1

How can you optimize an Azure blob storage delta table on Azure Databricks, while not putting the table to a global scope? Optimizing and z-ordering a delta table on an Azure blob storage can be done via (cf. docs):

spark.sql('DROP TABLE IF EXISTS T')
spark.sql("CREATE TABLE T USING DELTA LOCATION
          'wasbs://fs@accname.blob.core.windows.net/path/to/df'"
spark.sql('OPTIMIZE T ZORDER BY (colname)')
spark.sql('DROP TABLE IF EXISTS T')

However, the table T has a global scope, such that this command fails, if other users have already labeled a table with the name T.

A possible solution might be the following, but is this the easiest way (why are ` needed and not ')?
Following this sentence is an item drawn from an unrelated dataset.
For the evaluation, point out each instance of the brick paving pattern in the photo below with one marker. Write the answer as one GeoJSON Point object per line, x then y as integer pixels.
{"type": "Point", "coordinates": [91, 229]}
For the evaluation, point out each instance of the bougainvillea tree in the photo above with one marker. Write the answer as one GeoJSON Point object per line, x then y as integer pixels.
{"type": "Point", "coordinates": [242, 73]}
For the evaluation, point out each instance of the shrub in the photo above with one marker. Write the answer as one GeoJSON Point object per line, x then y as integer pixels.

spark.sql("OPTIMIZE delta.`wasbs://fs@accname.blob.core.windows.net/path/to/df`
           ZORDER BY (colname)")
0vbb
  • 839
  • 11
  • 27

1 Answers1

1

Two thoughts:

  1. You can & should scope the table to a database. The example above has 'default' as the database name. Just use MY_DB as an example:
spark.sql("CREATE TABLE MY_DB.T USING DELTA LOCATION
      'wasbs://fs@accname.blob.core.windows.net/path/to/df'"
  1. Yes, your suggestion is also correct. The back tics are a weird spark-ism for specifying the LOCATION property of a data set in a select clause.
Douglas M
  • 1,035
  • 8
  • 17